Winning Elections with Unpopular Policies: Valence Advantage and Single-Party Dominance in Japan
Winning Elections with Unpopular Policies: Valence Advantage and Single-Party Dominance in Japan
Tuesday, February 4, 20254:00 PM - 5:30 PM (Pacific)
Philippines Room, Encina Hall (3rd floor), Room C330
616 Jane Stanford Way, Stanford, CA 94305
An enduring puzzle in comparative politics is why voters in some democracies continuously support dominant parties in elections, and whether their support is based on policy congruence or non-policy factors like valence. Smith and his team consider the preeminent case of a dominant party—Japan’s Liberal Democratic Party (LDP)—and investigate whether voters’ support for its policies can explain its recent landslide election victories. They first introduce a new measurement strategy to infer individuals’ utility for parties’ policy platforms from conjoint experiments. Unlike most other uses of conjoint designs, their approach quantifies individual preferences for entire platforms rather than the average effect of any one component. Using this measure, they then show that many voters supported the LDP in the 2017 and 2021 elections despite preferring the opposition’s policies. To understand what accounts for this disconnect, Smith and his team experimentally manipulate party label and decompose its effect, revealing that trust is an important non-policy factor motivating LDP voters. Together, their findings support the argument that the LDP’s recent dominance can be attributed to its valence advantage over the opposition rather than voters’ support for its policies.
This event is part of APARC's Contemporary Asia Seminar Series.

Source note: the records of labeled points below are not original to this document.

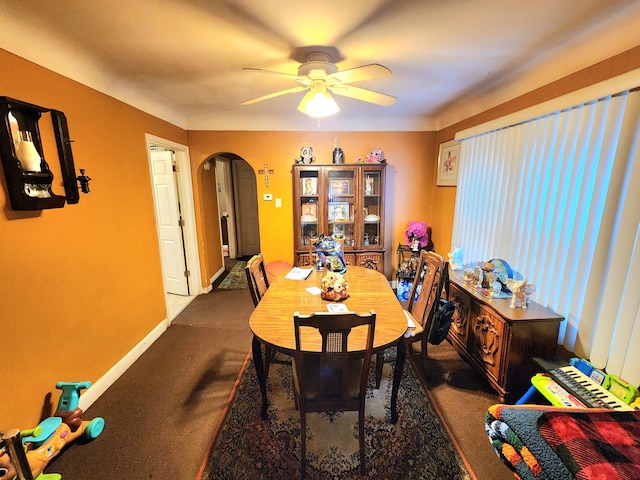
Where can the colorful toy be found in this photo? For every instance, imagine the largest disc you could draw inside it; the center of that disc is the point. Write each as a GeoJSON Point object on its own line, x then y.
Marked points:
{"type": "Point", "coordinates": [26, 454]}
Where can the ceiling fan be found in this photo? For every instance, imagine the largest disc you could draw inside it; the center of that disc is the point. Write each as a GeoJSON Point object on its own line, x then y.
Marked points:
{"type": "Point", "coordinates": [319, 74]}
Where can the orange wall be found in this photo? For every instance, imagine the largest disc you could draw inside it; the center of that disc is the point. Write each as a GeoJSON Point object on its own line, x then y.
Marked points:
{"type": "Point", "coordinates": [409, 188]}
{"type": "Point", "coordinates": [81, 285]}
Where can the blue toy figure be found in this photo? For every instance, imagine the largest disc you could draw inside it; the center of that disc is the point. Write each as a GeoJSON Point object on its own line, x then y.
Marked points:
{"type": "Point", "coordinates": [27, 453]}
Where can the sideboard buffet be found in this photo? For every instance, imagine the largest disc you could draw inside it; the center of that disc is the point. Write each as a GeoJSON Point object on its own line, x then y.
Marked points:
{"type": "Point", "coordinates": [498, 341]}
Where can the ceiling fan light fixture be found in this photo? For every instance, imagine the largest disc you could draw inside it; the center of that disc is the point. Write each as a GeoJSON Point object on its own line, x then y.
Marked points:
{"type": "Point", "coordinates": [318, 103]}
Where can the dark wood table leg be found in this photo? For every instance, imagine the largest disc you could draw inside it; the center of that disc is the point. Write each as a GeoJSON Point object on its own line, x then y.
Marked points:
{"type": "Point", "coordinates": [256, 347]}
{"type": "Point", "coordinates": [397, 376]}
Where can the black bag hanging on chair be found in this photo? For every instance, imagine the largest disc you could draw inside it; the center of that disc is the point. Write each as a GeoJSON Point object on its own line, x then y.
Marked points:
{"type": "Point", "coordinates": [443, 316]}
{"type": "Point", "coordinates": [441, 321]}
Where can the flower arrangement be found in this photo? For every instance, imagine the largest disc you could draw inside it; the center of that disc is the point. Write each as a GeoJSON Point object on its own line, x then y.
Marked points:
{"type": "Point", "coordinates": [418, 234]}
{"type": "Point", "coordinates": [334, 287]}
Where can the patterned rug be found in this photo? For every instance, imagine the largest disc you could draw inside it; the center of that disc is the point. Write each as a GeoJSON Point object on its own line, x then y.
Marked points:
{"type": "Point", "coordinates": [236, 279]}
{"type": "Point", "coordinates": [246, 447]}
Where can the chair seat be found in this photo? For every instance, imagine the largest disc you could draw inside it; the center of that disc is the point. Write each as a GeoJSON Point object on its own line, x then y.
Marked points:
{"type": "Point", "coordinates": [333, 379]}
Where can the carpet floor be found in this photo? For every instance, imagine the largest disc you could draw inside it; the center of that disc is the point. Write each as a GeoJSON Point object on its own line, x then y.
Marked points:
{"type": "Point", "coordinates": [247, 447]}
{"type": "Point", "coordinates": [236, 279]}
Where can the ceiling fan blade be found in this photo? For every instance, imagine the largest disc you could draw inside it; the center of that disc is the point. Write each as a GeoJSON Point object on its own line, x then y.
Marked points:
{"type": "Point", "coordinates": [272, 72]}
{"type": "Point", "coordinates": [358, 74]}
{"type": "Point", "coordinates": [274, 94]}
{"type": "Point", "coordinates": [364, 95]}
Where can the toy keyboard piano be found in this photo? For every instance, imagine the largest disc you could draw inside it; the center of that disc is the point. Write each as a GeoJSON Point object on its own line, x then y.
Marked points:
{"type": "Point", "coordinates": [580, 385]}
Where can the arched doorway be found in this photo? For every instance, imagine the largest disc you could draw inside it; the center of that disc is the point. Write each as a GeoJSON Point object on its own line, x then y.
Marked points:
{"type": "Point", "coordinates": [237, 205]}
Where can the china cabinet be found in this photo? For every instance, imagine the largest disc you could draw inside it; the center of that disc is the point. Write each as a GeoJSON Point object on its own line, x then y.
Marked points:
{"type": "Point", "coordinates": [345, 202]}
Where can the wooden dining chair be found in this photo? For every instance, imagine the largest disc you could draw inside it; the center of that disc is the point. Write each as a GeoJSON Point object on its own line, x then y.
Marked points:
{"type": "Point", "coordinates": [423, 302]}
{"type": "Point", "coordinates": [258, 282]}
{"type": "Point", "coordinates": [256, 278]}
{"type": "Point", "coordinates": [334, 380]}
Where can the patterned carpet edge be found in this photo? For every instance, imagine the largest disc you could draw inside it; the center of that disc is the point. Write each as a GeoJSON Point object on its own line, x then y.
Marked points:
{"type": "Point", "coordinates": [236, 279]}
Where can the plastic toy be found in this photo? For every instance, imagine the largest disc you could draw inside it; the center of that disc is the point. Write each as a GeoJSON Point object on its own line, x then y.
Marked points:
{"type": "Point", "coordinates": [25, 455]}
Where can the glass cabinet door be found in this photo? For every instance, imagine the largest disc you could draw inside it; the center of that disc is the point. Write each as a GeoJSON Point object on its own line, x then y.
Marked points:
{"type": "Point", "coordinates": [372, 189]}
{"type": "Point", "coordinates": [341, 204]}
{"type": "Point", "coordinates": [309, 208]}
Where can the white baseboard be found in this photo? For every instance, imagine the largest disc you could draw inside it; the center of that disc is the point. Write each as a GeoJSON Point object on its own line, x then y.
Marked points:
{"type": "Point", "coordinates": [103, 383]}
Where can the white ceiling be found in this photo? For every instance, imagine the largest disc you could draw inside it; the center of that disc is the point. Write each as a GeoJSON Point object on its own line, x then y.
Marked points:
{"type": "Point", "coordinates": [182, 60]}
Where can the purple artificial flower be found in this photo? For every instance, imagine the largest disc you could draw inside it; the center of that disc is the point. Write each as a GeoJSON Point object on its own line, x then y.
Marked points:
{"type": "Point", "coordinates": [417, 230]}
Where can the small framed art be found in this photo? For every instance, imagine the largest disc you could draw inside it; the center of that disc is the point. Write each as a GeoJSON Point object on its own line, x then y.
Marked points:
{"type": "Point", "coordinates": [339, 211]}
{"type": "Point", "coordinates": [448, 163]}
{"type": "Point", "coordinates": [309, 186]}
{"type": "Point", "coordinates": [340, 187]}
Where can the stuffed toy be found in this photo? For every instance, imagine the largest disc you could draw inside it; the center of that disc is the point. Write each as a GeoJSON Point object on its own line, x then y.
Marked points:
{"type": "Point", "coordinates": [376, 156]}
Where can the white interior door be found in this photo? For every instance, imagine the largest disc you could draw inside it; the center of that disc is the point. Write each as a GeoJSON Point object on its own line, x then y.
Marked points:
{"type": "Point", "coordinates": [169, 223]}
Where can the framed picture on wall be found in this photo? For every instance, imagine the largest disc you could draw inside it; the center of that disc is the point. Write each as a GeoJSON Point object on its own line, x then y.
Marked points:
{"type": "Point", "coordinates": [448, 162]}
{"type": "Point", "coordinates": [309, 186]}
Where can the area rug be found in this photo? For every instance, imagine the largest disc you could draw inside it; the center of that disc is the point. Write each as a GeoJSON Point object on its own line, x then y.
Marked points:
{"type": "Point", "coordinates": [236, 279]}
{"type": "Point", "coordinates": [246, 447]}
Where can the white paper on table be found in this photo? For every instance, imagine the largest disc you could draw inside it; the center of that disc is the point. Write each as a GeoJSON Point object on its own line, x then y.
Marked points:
{"type": "Point", "coordinates": [297, 273]}
{"type": "Point", "coordinates": [337, 307]}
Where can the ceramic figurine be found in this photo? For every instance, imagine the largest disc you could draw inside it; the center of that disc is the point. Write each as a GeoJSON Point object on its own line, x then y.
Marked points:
{"type": "Point", "coordinates": [521, 291]}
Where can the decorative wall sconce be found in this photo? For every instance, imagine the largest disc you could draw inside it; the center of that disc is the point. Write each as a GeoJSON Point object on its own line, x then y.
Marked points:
{"type": "Point", "coordinates": [29, 179]}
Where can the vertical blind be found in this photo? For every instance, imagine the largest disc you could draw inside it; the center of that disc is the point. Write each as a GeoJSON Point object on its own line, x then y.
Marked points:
{"type": "Point", "coordinates": [558, 197]}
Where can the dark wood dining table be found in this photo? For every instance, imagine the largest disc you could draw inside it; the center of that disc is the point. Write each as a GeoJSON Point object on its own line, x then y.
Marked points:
{"type": "Point", "coordinates": [272, 320]}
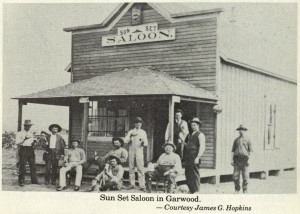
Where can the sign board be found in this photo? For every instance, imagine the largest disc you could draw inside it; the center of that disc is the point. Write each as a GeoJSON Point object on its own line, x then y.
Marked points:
{"type": "Point", "coordinates": [84, 100]}
{"type": "Point", "coordinates": [139, 34]}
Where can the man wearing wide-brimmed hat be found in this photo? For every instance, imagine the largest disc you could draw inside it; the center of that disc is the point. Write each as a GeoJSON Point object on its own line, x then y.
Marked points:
{"type": "Point", "coordinates": [24, 141]}
{"type": "Point", "coordinates": [75, 158]}
{"type": "Point", "coordinates": [194, 149]}
{"type": "Point", "coordinates": [137, 139]}
{"type": "Point", "coordinates": [168, 165]}
{"type": "Point", "coordinates": [180, 132]}
{"type": "Point", "coordinates": [54, 150]}
{"type": "Point", "coordinates": [240, 155]}
{"type": "Point", "coordinates": [117, 151]}
{"type": "Point", "coordinates": [112, 176]}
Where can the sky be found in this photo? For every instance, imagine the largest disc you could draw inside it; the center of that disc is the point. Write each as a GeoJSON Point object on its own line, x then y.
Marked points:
{"type": "Point", "coordinates": [36, 50]}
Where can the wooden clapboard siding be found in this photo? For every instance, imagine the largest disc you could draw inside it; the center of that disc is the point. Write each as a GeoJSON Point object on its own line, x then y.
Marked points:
{"type": "Point", "coordinates": [207, 117]}
{"type": "Point", "coordinates": [244, 94]}
{"type": "Point", "coordinates": [190, 57]}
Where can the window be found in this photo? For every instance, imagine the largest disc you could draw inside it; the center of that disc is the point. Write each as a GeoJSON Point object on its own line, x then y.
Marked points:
{"type": "Point", "coordinates": [107, 119]}
{"type": "Point", "coordinates": [270, 126]}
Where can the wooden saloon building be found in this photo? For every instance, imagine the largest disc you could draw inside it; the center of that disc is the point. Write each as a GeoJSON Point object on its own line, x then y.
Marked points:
{"type": "Point", "coordinates": [145, 61]}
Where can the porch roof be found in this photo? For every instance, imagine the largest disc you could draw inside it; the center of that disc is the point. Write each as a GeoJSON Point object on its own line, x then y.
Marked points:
{"type": "Point", "coordinates": [127, 82]}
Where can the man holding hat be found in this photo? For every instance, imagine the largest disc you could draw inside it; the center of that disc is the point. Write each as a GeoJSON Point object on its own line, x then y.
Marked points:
{"type": "Point", "coordinates": [137, 139]}
{"type": "Point", "coordinates": [117, 151]}
{"type": "Point", "coordinates": [25, 153]}
{"type": "Point", "coordinates": [168, 165]}
{"type": "Point", "coordinates": [240, 155]}
{"type": "Point", "coordinates": [194, 149]}
{"type": "Point", "coordinates": [55, 147]}
{"type": "Point", "coordinates": [112, 176]}
{"type": "Point", "coordinates": [75, 159]}
{"type": "Point", "coordinates": [181, 131]}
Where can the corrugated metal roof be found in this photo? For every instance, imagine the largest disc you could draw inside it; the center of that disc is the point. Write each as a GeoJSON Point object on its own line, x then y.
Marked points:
{"type": "Point", "coordinates": [137, 81]}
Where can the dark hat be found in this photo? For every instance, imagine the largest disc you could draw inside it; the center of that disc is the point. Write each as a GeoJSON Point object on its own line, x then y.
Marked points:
{"type": "Point", "coordinates": [196, 120]}
{"type": "Point", "coordinates": [241, 127]}
{"type": "Point", "coordinates": [55, 125]}
{"type": "Point", "coordinates": [27, 123]}
{"type": "Point", "coordinates": [170, 144]}
{"type": "Point", "coordinates": [114, 157]}
{"type": "Point", "coordinates": [78, 141]}
{"type": "Point", "coordinates": [118, 139]}
{"type": "Point", "coordinates": [138, 120]}
{"type": "Point", "coordinates": [178, 111]}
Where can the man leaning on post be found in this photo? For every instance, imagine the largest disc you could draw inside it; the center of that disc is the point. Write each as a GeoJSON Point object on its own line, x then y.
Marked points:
{"type": "Point", "coordinates": [240, 159]}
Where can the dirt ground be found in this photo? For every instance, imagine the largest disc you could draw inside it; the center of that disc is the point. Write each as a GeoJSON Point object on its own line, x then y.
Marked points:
{"type": "Point", "coordinates": [282, 184]}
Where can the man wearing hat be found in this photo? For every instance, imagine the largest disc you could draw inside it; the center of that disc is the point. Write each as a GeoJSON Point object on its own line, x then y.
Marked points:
{"type": "Point", "coordinates": [112, 176]}
{"type": "Point", "coordinates": [168, 165]}
{"type": "Point", "coordinates": [25, 153]}
{"type": "Point", "coordinates": [117, 151]}
{"type": "Point", "coordinates": [194, 149]}
{"type": "Point", "coordinates": [180, 132]}
{"type": "Point", "coordinates": [55, 147]}
{"type": "Point", "coordinates": [137, 139]}
{"type": "Point", "coordinates": [240, 155]}
{"type": "Point", "coordinates": [75, 158]}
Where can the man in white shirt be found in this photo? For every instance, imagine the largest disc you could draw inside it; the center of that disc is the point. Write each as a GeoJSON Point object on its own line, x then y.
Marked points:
{"type": "Point", "coordinates": [180, 132]}
{"type": "Point", "coordinates": [168, 166]}
{"type": "Point", "coordinates": [25, 140]}
{"type": "Point", "coordinates": [55, 147]}
{"type": "Point", "coordinates": [137, 139]}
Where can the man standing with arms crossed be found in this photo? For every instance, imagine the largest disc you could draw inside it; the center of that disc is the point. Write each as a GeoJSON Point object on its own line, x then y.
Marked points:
{"type": "Point", "coordinates": [180, 132]}
{"type": "Point", "coordinates": [24, 141]}
{"type": "Point", "coordinates": [137, 139]}
{"type": "Point", "coordinates": [240, 155]}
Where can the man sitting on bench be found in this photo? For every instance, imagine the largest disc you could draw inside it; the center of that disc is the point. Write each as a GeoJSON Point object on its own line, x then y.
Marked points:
{"type": "Point", "coordinates": [111, 178]}
{"type": "Point", "coordinates": [117, 151]}
{"type": "Point", "coordinates": [168, 166]}
{"type": "Point", "coordinates": [75, 159]}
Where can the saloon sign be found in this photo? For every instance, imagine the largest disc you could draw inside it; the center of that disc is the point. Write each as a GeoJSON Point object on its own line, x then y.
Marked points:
{"type": "Point", "coordinates": [139, 34]}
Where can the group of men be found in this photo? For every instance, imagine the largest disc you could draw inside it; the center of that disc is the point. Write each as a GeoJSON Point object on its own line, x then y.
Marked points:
{"type": "Point", "coordinates": [185, 146]}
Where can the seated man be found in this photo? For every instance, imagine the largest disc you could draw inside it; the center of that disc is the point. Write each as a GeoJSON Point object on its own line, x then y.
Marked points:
{"type": "Point", "coordinates": [112, 176]}
{"type": "Point", "coordinates": [168, 166]}
{"type": "Point", "coordinates": [118, 151]}
{"type": "Point", "coordinates": [75, 158]}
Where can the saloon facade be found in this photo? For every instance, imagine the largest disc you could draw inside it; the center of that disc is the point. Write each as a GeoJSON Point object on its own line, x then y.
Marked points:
{"type": "Point", "coordinates": [144, 61]}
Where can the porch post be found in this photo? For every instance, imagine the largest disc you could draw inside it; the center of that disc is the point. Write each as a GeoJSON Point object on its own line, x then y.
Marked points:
{"type": "Point", "coordinates": [20, 111]}
{"type": "Point", "coordinates": [172, 101]}
{"type": "Point", "coordinates": [85, 120]}
{"type": "Point", "coordinates": [171, 119]}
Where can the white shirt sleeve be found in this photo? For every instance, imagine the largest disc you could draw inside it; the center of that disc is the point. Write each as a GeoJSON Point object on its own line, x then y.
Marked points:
{"type": "Point", "coordinates": [167, 133]}
{"type": "Point", "coordinates": [144, 138]}
{"type": "Point", "coordinates": [201, 138]}
{"type": "Point", "coordinates": [19, 138]}
{"type": "Point", "coordinates": [128, 136]}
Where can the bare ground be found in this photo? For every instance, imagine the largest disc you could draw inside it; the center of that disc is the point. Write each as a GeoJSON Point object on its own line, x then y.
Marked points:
{"type": "Point", "coordinates": [282, 184]}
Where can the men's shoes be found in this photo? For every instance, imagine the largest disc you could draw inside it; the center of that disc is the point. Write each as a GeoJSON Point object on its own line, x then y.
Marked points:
{"type": "Point", "coordinates": [61, 188]}
{"type": "Point", "coordinates": [76, 188]}
{"type": "Point", "coordinates": [91, 188]}
{"type": "Point", "coordinates": [35, 182]}
{"type": "Point", "coordinates": [130, 187]}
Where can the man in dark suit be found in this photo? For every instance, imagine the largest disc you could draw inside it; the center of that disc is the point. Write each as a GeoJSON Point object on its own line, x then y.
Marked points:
{"type": "Point", "coordinates": [55, 147]}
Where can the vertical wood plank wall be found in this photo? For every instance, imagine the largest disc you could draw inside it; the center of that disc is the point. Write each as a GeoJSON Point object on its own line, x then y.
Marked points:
{"type": "Point", "coordinates": [244, 94]}
{"type": "Point", "coordinates": [191, 57]}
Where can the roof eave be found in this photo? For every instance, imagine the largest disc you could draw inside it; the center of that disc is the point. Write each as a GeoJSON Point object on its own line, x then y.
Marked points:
{"type": "Point", "coordinates": [112, 16]}
{"type": "Point", "coordinates": [196, 13]}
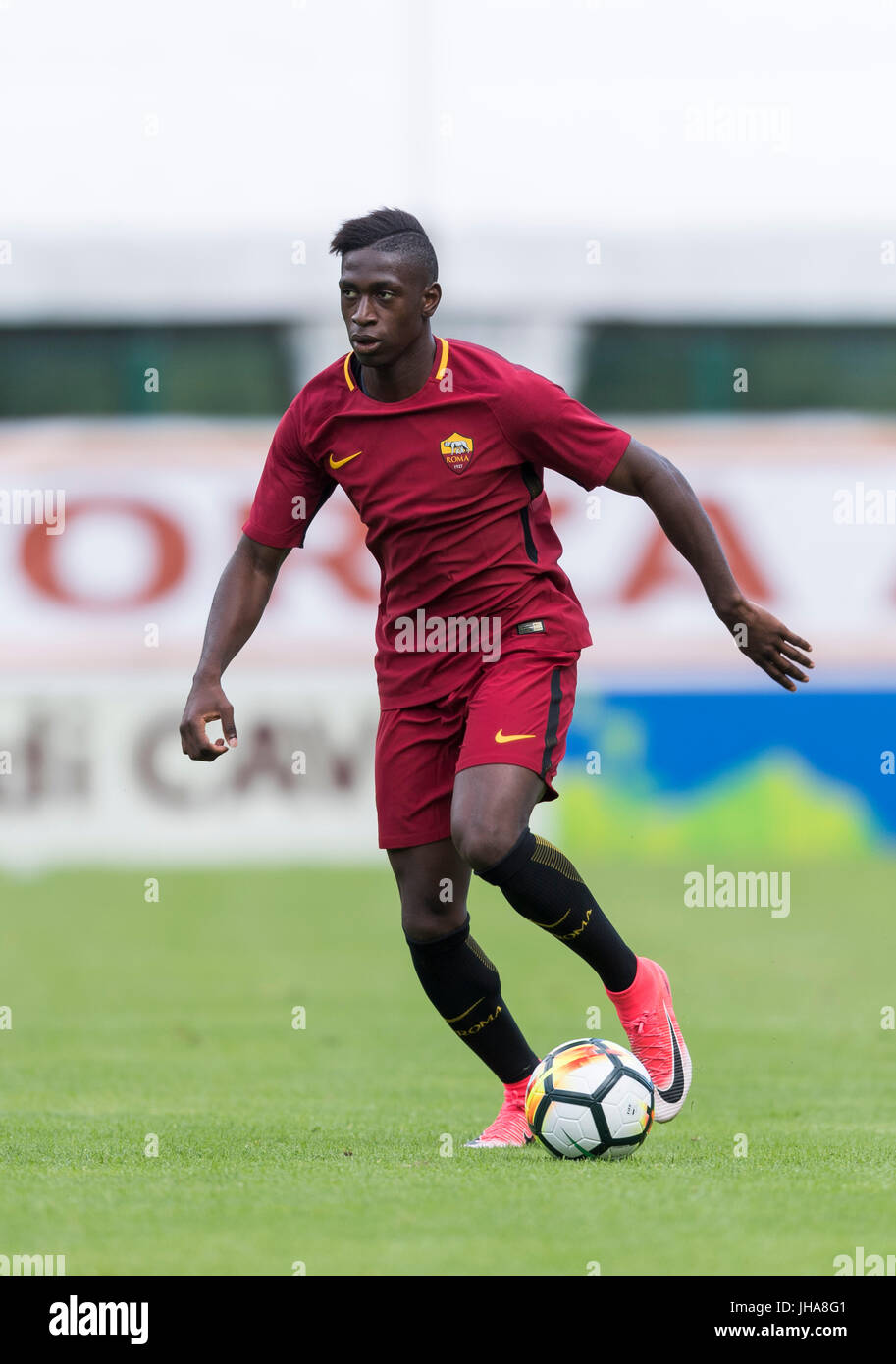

Daniel M. Smith is Associate Professor of Political Science at the University of Pennsylvania. His research interests cover a range of topics in comparative politics and Japanese politics, with a core focus on elections and democratic representation. He is the author of Dynasties and Democracy: The Inherited Incumbency Advantage in Japan (Stanford University Press, 2018), and articles appearing in the American Political Science Review, American Journal of Political Science, The Journal of Politics, and Comparative Political Studies, among other journals and edited volumes. He also co-organizes the Japanese Politics Online Seminar Series (JPOSS), and co-edits the Japan Decides election series.